AnandTech AMD Dives Deep On Asynchronous Shading

csbin · Mar 31, 2015

http://www.anandtech.com/show/9124/amd-dives-deep-on-asynchronous-shading

Silverforce11 · Mar 31, 2015

As discussed in the DX12 threads, Async Compute & Shaders is the big feature of the new API, where CPU overhead reduction solves the CPU bottleneck, Async Compute/Shaders is whats going to reduce the rendering bottleneck.

With consoles being limited in power, such techniques to extract efficiency out of each shader (don't let it idle when it can process physics, shadows, lights, compute etc) is going to matter a lot moving forward. Imagine 2-4 years later with these console SoCs aging, developers will tap into any methods that can extract the last drop of performance from them.

AMD talked about these two features and how its going to be the next update to Mantle, to reduce GPU bottlenecks, but it never happened because DX12 & Vulkan has killed Mantle. But its great that this feature lives on!

Silverforce11 · Mar 31, 2015

Also there seems to be an error with this table?

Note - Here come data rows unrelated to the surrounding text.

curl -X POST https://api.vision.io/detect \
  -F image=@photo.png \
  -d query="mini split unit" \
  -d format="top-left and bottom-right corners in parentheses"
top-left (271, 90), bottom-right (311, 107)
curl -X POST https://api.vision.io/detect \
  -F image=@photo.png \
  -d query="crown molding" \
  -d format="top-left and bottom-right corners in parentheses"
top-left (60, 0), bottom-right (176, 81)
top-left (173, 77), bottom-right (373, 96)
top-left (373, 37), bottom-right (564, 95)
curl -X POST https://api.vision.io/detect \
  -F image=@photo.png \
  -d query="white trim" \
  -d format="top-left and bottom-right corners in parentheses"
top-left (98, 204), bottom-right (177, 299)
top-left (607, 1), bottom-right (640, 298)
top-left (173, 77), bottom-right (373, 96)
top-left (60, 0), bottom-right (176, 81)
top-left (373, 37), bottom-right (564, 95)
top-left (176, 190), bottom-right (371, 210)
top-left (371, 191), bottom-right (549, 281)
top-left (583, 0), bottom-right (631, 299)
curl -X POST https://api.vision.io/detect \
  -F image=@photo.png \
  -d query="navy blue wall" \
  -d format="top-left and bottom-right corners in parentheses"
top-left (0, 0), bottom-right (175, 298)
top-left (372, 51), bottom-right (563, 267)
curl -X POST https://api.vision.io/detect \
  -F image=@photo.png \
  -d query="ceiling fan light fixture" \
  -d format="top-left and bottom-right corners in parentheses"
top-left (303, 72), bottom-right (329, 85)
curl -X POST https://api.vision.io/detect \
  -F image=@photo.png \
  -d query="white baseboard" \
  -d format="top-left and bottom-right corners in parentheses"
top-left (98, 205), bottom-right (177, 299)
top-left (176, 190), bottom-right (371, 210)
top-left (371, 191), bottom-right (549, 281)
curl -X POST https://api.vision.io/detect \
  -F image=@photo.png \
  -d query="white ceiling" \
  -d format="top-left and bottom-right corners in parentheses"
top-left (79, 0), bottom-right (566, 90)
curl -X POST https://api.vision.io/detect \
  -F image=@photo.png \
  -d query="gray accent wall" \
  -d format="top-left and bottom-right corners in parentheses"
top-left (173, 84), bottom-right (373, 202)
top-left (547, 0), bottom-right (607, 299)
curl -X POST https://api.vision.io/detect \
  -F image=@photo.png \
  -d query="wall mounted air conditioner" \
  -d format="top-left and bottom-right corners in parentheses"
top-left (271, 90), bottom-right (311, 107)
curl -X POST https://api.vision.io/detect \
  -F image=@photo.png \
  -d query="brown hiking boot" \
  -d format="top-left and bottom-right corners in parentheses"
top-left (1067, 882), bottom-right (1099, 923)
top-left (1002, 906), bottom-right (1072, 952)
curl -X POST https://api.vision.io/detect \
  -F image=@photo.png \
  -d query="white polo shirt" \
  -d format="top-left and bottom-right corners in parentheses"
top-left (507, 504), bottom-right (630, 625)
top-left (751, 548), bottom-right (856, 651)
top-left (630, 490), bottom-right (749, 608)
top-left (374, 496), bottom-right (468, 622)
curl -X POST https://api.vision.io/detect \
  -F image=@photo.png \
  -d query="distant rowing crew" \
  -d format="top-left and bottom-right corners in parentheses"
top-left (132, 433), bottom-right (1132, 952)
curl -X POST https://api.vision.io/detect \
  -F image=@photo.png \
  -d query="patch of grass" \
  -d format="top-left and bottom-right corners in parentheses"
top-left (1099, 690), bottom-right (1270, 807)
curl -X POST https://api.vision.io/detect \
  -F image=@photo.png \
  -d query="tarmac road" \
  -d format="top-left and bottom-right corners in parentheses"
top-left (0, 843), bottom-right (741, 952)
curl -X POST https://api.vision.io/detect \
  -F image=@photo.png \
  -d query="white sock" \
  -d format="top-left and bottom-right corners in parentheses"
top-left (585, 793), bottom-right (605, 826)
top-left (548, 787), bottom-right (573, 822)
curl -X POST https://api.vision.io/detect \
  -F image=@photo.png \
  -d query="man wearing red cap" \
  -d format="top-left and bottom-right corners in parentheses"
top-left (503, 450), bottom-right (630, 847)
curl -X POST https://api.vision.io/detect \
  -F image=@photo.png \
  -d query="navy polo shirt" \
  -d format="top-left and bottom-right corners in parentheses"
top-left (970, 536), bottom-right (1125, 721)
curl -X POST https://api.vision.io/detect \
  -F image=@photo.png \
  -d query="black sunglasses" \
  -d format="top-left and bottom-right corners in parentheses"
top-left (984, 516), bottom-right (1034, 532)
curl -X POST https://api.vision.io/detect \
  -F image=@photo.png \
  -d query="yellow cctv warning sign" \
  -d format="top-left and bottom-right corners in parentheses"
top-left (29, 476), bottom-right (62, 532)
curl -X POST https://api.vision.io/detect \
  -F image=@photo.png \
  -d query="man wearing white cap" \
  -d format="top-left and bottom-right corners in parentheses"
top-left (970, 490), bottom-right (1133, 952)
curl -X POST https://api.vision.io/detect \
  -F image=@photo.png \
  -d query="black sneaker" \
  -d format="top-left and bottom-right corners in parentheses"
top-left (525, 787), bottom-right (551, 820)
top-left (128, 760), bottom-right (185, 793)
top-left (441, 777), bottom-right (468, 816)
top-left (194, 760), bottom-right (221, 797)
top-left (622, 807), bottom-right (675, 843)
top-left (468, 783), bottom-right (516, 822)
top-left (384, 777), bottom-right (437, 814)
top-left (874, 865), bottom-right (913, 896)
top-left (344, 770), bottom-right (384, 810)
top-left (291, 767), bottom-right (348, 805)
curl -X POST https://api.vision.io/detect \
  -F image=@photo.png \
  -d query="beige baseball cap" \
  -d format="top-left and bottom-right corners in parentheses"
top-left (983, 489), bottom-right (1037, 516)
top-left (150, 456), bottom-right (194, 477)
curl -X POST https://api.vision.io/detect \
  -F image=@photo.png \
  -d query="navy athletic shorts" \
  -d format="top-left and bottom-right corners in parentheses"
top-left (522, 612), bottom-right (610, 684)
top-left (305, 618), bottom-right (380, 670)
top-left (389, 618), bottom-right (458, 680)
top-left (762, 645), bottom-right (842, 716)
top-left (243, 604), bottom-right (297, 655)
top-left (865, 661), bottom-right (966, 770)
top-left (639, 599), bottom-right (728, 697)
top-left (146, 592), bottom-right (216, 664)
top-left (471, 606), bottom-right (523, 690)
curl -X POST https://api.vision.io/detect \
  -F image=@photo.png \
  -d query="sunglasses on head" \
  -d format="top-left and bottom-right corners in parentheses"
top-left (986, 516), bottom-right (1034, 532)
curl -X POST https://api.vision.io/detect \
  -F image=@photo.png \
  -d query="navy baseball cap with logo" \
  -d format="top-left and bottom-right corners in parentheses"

Hawaii/Tonga has 8 ACEs, so 8x8 = 64 queues. That's 1 graphics or 63 (or 7x8 = 56) compute queues.

**Actually its even better than that, ACEs can execute the compute queues in parallel with the command processor so its always full capacity even when operating in mixed mode.

ie.

1 graphics + 8 compute PER ACE in Hawaii/Tonga.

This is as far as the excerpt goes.